A slowdown in China has curbed demand for raw materials, including iron ore, a major Brazilian export. A global glut of sugar and soybeans has driven down prices, further weighing on Brazil. The country is the world’s biggest and second-biggest producer of sugar and soybeans, respectively. Commodities such as iron ore, sugar, oil, beef, coffee, sugar and ethanol now account for nearly half of Brazil’s exports, up from about 30% a decade ago.
“The trade deficit just reinforced the view that Brazil is too dependent of commodities,” said José Augusto de Castro, president of Brazil’s Exporters Association.
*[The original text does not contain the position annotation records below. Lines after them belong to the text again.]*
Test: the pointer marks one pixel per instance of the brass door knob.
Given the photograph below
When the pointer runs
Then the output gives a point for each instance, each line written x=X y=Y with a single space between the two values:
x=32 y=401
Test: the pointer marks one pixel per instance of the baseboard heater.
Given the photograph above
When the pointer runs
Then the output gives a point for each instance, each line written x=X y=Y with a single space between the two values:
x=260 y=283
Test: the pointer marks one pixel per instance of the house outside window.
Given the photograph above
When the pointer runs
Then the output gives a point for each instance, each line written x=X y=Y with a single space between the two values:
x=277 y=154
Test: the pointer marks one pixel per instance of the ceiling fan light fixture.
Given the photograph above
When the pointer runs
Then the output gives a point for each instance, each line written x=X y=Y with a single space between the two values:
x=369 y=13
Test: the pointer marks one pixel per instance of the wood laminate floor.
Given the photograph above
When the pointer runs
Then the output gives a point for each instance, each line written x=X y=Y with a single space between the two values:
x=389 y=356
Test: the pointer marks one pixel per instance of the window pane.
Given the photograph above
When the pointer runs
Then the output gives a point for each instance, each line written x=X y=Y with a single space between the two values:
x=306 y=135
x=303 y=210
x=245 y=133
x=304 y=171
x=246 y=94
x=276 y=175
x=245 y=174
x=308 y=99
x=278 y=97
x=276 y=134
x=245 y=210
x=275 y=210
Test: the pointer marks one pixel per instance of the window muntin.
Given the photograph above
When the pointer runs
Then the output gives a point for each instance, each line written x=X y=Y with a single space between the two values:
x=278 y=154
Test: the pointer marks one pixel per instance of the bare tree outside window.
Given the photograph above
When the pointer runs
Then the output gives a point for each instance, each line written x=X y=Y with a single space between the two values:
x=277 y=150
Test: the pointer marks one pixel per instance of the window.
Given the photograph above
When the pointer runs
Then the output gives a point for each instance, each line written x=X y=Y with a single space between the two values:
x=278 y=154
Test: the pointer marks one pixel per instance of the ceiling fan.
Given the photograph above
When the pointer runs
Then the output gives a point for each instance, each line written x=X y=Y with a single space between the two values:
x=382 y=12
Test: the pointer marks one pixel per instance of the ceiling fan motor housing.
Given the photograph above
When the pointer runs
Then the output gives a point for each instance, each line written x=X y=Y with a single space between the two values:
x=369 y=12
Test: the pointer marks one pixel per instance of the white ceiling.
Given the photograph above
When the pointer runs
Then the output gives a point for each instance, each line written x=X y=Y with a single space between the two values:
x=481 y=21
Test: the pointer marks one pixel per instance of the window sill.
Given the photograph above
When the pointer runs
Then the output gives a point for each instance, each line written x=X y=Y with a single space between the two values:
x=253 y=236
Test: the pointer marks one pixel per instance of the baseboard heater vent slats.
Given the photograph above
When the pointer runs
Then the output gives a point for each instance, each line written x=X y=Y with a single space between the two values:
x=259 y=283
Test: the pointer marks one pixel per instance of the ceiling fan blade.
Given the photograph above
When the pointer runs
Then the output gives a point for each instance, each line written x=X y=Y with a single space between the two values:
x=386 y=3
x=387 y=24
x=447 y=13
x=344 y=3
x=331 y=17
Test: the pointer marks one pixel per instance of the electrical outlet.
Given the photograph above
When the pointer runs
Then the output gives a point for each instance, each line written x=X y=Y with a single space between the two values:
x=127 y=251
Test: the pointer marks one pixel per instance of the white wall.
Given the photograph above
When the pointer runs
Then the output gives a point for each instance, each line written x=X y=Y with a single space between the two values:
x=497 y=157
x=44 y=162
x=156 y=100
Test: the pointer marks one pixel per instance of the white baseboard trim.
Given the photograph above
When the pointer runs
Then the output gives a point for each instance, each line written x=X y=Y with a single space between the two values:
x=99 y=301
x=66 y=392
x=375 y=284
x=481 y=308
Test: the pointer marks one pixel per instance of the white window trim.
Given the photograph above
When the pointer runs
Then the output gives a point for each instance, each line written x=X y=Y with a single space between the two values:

But Brazil also is struggling with goods exports. Shipments of cars and auto parts plunged in 2014 due to economic woes in Argentina, Brazil’s biggest foreign customer for vehicles. Exports of planes and oil equipment also declined.
While some blame short-term factors such as Argentina’s economic slump, factory exports as a percentage of Brazil’s total exports have been declining for years. Shipments of finished goods and so-called semi-manufactured products including steel and wood pulp accounted for 51% of Brazil’s exports in 2013, down from 69% in 2003, according to the nation’s Ministry of Development, Industry and Foreign Trade.
Many manufacturers say red tape, high taxes, costly labor and other expenses have raised costs. Protectionist trade policies, including high-import duties, also have hurt Brazil’s competitiveness. Worker productivity is low and many factory owners, content to supply the local market, have had little incentive to invest. Brazil has no free trade agreements with the U.S., the European Union and China, the world’s largest markets.
“The Brazilian government must work to make manufactured products more attractive to other nations,” said Mr. de Castro of the exporter’s trade association.
Some exporters are banking on a weaker currency to spur foreign sales in 2015. Brazil’s real weakened nearly 13% in 2014 and is expected by some to fall further this year.
Brazil is projected to post a trade surplus of $5 billion in 2015, according to a recent central bank weekly survey with 100 economists.
But Mr. Castro said it may be for the wrong reason. He said many business owners are so negative about Brazil’s prospects this year that they are delaying plant and equipment investment, reducing imports of foreign-made machinery.
“This is bad for the economy because it generates a vicious cycle: with no investment, we have no growth” said Mr. de Castro said.
Economists say Brazil’s gross domestic product expanded by just 0.15% last year and is expected to grow 0.5% in 2015.